Faking Forever (First Wives #4)(69)
“What restaurant?”
He picked something quiet and private. A small Italian place that smelled of garlic and carbs. Victor was waiting for her when she walked through the door. He greeted her with a kiss to the cheek and a knowing squeeze to her waist.
Itchy, burning excitement at the sight of him ignited with his touch.
“Beautiful,” he whispered in her ear before encouraging her to tuck into the booth.
“Had I known we were having lunch in such a nice place, I would have dressed differently.”
He scooted in beside her, placed his palm on her thigh under the table. “Don’t ever feel like you need to dress up for me.”
“You want me to dress up for someone else?”
He squeezed her thigh. “No!”
His single word was said a little too quickly, and with more force than she’d expected.
“I was teasing.”
He blinked at her, patted her thigh he’d just grabbed. “I knew that.”
Shannon leaned forward, tilted her lips toward his. He seemed surprised but didn’t disappoint her. The kiss was brief, like that of a kiss on a scratch in an effort to mend.
That seemed to do the trick.
“I can’t stop thinking about you,” he told her. “I’m hoping the promise of more lunches, and maybe a few hours this weekend, will give my mind time to get back to work.”

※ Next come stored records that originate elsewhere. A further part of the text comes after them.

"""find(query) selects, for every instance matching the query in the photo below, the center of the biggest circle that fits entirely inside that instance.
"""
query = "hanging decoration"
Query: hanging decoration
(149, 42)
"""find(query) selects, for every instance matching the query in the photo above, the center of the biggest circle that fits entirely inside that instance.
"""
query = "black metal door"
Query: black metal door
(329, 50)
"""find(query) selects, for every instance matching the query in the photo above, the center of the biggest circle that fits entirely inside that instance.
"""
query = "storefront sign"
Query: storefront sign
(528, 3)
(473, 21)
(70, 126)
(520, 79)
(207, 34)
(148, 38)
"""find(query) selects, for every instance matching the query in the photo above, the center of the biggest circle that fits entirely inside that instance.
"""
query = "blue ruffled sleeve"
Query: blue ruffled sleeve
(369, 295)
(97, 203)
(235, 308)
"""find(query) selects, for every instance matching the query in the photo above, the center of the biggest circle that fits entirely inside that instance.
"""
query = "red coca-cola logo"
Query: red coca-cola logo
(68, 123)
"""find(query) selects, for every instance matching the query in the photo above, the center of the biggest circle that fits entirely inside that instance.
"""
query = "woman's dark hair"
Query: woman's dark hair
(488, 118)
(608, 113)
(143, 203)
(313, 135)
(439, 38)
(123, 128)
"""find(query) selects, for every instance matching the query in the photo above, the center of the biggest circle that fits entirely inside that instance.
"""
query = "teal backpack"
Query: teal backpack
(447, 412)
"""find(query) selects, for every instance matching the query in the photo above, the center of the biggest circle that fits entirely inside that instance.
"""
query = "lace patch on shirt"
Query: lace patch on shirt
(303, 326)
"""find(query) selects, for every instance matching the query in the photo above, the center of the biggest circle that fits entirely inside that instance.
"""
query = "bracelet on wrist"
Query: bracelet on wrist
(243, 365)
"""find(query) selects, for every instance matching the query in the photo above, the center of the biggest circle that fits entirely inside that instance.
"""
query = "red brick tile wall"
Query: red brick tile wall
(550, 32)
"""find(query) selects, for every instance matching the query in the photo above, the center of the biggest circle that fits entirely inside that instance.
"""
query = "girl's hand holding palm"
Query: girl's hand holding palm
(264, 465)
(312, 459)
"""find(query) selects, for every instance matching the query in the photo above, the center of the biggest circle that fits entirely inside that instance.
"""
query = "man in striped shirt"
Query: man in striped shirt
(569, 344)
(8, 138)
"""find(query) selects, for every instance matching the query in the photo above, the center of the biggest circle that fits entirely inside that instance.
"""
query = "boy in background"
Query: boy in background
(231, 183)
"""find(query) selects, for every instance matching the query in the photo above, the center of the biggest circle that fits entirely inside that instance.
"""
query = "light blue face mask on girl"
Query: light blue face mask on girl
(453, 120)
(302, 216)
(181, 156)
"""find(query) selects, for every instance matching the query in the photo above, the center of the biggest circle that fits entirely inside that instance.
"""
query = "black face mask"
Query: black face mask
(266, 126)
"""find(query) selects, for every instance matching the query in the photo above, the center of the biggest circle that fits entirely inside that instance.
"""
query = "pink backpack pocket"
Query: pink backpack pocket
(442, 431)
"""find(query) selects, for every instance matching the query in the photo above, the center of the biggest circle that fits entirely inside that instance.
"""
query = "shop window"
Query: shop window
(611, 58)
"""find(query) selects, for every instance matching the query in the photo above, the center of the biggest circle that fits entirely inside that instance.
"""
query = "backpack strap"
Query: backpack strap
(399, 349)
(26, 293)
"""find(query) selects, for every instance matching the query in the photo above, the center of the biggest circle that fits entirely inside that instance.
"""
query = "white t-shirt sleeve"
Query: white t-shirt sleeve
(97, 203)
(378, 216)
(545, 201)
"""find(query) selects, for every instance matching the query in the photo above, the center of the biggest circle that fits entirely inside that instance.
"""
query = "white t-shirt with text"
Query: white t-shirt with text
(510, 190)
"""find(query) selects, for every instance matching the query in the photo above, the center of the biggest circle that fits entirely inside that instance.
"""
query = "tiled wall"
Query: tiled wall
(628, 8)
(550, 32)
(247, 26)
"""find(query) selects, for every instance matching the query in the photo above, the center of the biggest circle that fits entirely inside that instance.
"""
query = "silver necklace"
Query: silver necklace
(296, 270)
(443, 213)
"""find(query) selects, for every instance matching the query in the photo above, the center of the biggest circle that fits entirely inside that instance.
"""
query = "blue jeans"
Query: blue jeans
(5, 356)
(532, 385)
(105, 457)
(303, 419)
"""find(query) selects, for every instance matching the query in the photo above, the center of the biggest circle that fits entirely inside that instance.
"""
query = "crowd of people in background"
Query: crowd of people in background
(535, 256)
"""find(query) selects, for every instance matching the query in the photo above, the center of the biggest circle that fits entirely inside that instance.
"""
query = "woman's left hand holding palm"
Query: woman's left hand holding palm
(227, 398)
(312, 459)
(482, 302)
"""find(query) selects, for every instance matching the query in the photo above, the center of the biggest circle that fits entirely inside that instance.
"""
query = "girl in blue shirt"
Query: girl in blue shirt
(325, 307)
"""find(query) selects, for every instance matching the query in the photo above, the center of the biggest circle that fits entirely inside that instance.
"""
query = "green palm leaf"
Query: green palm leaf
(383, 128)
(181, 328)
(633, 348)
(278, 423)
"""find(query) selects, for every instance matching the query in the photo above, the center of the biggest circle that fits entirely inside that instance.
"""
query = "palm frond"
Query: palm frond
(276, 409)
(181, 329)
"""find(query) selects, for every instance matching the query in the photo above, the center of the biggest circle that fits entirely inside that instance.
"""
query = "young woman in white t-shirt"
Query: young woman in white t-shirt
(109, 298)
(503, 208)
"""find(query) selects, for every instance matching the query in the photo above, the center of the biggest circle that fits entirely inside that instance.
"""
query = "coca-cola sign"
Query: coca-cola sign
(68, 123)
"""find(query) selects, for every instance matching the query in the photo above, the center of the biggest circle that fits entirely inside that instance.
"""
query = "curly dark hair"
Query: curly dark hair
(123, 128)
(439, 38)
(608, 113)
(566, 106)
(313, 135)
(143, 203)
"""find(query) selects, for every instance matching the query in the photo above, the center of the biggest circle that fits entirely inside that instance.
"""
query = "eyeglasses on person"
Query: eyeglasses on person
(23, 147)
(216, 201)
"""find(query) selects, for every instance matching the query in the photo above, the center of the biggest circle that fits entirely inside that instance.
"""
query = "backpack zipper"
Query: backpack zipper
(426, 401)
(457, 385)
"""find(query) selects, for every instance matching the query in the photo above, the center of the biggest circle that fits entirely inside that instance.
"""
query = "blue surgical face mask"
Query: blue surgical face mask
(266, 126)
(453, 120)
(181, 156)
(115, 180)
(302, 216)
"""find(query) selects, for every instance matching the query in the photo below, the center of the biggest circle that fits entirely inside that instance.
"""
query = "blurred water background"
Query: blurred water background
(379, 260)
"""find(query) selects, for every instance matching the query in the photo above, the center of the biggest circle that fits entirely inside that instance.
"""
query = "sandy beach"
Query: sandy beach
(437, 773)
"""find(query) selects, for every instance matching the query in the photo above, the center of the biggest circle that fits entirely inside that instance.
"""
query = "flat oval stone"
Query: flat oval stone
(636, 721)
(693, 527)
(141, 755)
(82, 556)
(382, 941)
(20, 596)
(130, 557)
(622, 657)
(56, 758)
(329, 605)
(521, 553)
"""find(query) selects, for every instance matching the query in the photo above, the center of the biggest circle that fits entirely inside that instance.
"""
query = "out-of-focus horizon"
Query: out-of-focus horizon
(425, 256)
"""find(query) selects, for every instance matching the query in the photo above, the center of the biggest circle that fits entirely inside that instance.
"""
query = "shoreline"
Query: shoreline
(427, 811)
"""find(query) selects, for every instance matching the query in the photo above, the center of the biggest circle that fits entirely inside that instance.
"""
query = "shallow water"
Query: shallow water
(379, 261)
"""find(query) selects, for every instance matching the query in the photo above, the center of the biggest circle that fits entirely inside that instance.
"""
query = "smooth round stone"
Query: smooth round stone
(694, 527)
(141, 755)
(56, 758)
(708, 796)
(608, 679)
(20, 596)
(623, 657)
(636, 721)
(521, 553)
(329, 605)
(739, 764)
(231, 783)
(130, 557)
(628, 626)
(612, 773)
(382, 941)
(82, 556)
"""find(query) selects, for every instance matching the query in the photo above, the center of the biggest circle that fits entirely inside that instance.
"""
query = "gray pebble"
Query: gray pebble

“What happened to waiting three months?”
“Screw that. We’re renegotiating that deal.”
“Oh, are we?”
“My business won’t survive two more months.”
“But—”
He lifted two fingers to her lips, silencing her. “Tell me about this loft you were looking at.”
And just like that, their negotiations were over. By the time lunch ended, she’d agreed to go to dinner with him on the weekend, a place where she could dress up and he could practice his charming swagger . . . his words. He promised to pick her up and have her home by a reasonable hour unless she insisted otherwise or had an allergic reaction to her clothing and needed his assistance in getting out of it. To tide him over until Saturday, he told her he wanted to see the loft she was considering, so they made another midweek lunch date.
They ended their impulsive date with a kiss by her car and a promise for more.
As she drove home, her heart was doing somersaults. She cautioned herself, reminded her heart that Victor might be rebounding, even if he continually told her he wasn’t.
Timing was everything, and in his case, it was off by a few months. Shannon couldn’t bring herself to stop.
Even if that was the smart thing to do.
“What did I do to deserve this unexpected happy hour visit?” Victor asked his brother the following evening.
Justin had called earlier in the day and wouldn’t take no for an answer. He wouldn’t elaborate as to why either.
“Can’t I ask to go out for drinks with my little brother on occasion?”
“You can, but you never do.”
Justin picked up his beer. “Correction, I don’t any longer. I used to all the time, but you continually turned me down.”
“I usually work late.”
Justin took a drink. “But you said yes today.”
Victor leaned one elbow on the bar he’d picked, not far from his office but closer to the neighborhood his brother called home. “I’ve been working on finding more time for my personal relationships.”
Justin smiled. “Mom told me you were coming over a week from Sunday for a family dinner. Is that part of your soul searching?”
“You could say that.”
His brother drank from his beer. “Does this have anything to do with Shannon?”
Victor hesitated. “How do you know about Shannon?”
Instead of answering, Justin said, “I’m shocked at how many people I know read gossip magazines.”
He should have known. “Don’t believe everything you read.”
“So there isn’t anything between you two?”
“I didn’t say that.”
“Then there is.”
Victor took a drink, set his beer down. “Shannon and I are dating.”
Justin shook his head. “You don’t waste any time, do you?”
“It just happened. We were trying to wait a respectable amount of time—”
“That sounds like something a woman would come up with,” Justin interrupted.
Victor considered the couple they’d met in Tulum and Avery’s take on the time frame of rebound relationships. “Shannon needed assurance that I wasn’t using her to get over Corrie.”
“Are you?”
Okay, that hurt. “No. Why would you think—”
“Because it’s only been eight weeks.”
“Seven.”
“You’re counting?” Justin asked.
“No. Shannon is. I don’t care if it was yesterday or last year. Corrie was a mistake. Any feelings I had for her are long gone, if they were ever there at all.”
Justin set his beer aside and fixed his eyes on Victor’s. “Then I need to tell you something.”
“I’m listening.”
“The day I left Tulum I told Shannon that if I wasn’t dating Deirdre, I would have asked her out.”